With the interest rates of UK banks declining year on year, some paying just 0.5% annually, many people are starting to look at alternative ways to invest their income. 

The stock market was once deemed a “rich man’s” game, a privilege only available to high net worth individuals, city investment bankers and large corporations. 

It’s 2021 now and things have changed. Thanks to modern-day technology, you do not have to be a suited and booted millionaire to access the markets, you just need to own a smartphone. 

One of the questions I hear most often is “what stocks should I invest in?” and it’s a fair thing to be asking. There is a lot of money to be made in long term investing, but you have to make the right choices.

Right now, I believe one of the best areas to be investing in is the EV sector and I am about to tell you why.

More than 14 countries plan to ban the sale of fossil fuel-powered vehicles. Yeah, you read that right – the list includes the UK, United States, Canada, China, South Korea, Japan, Sweden, Norway, Denmark, Iceland, France, The Netherlands, Spain, Germany, Portugal and many more.

Many of these countries plan to start executing this ban in 2030, just 9 years away. In 2020, over 50% of cars sold in Norway were EVs, an incredible number, seeing them well ahead in the EV race right now, which has led to big EV brands such as Tesla ($TSLA) and NIO ($NIO) setting up shop here.

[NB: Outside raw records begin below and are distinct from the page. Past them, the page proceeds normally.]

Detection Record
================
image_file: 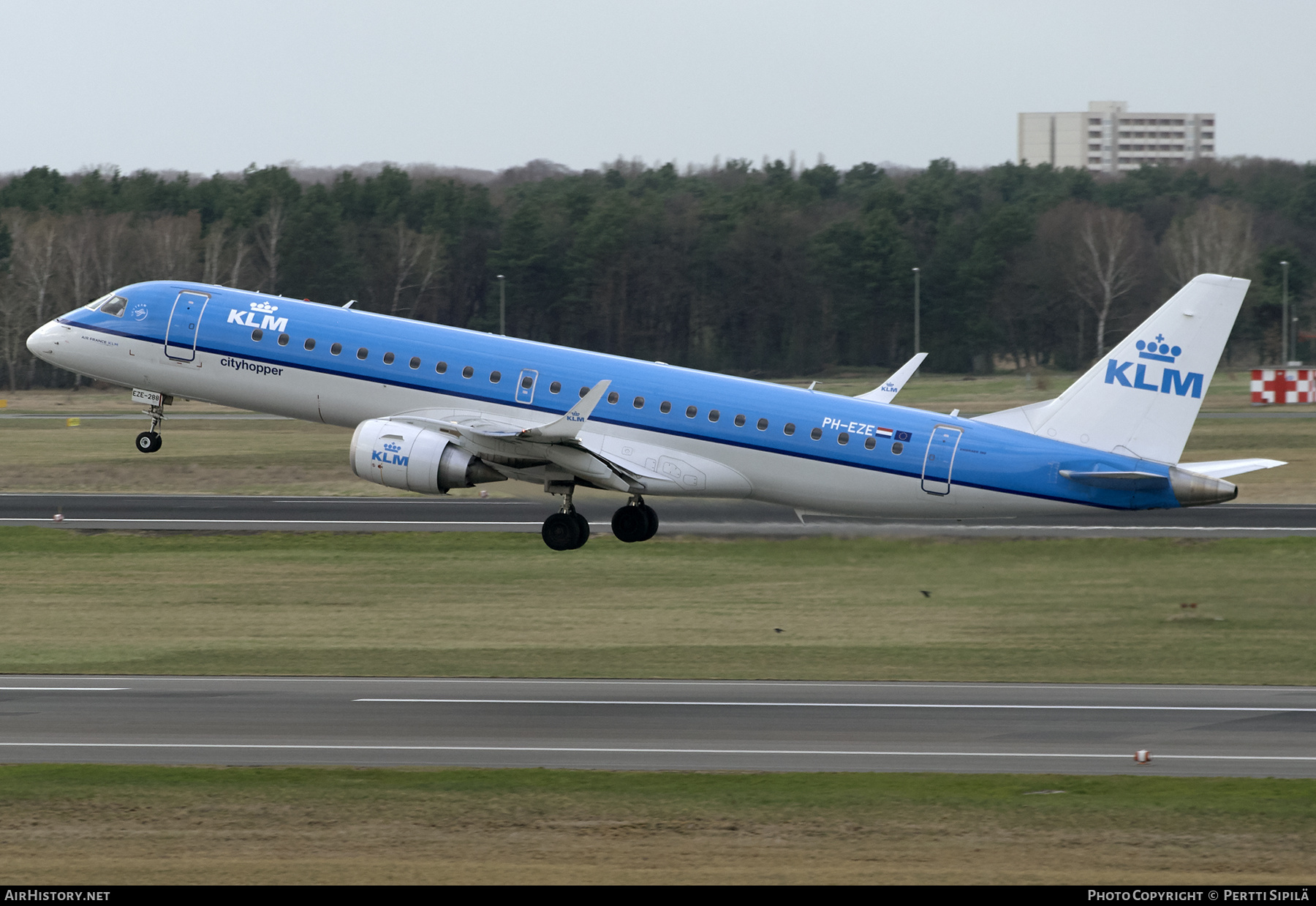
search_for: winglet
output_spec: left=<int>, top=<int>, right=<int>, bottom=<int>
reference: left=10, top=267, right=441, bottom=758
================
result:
left=518, top=380, right=612, bottom=441
left=855, top=353, right=928, bottom=403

To put things into perspective, the Biden administration plans to invest $7.5 billion in EV infrastructure. EV sales made up only 2% of total US car sales in 2020. As this is just the beginning, investing in the EV industry now can benefit portfolios due to the projected growth journey.

Enough stats, let’s talk about investing here. It’s easy to think about buying an EV related stock and end up purchasing Tesla let’s say, but there is a bigger picture. There are a number of core areas making up the EV sector that provide fantastic earning potential from an investment standpoint if you are picking the right companies.

3 areas to capitalise on:

1. Recycling

As we progress further into our global goals of a “zero-emission society” the pressure placed on the mass manufacturing of electric vehicles is going to be huge. There is one hurdle in the way of this plan though – lithium.

These electric vehicles are powered by precious metals, in the form of lithium-ion batteries which is a step in the right direction away from the current focus on Oil. However, as the demand increases for these metals, the material becomes very expensive and scarce in supply as like other commodities these battery metals are not of infinite supply and value inflation will occur, which in the long run will become a problem for the sector.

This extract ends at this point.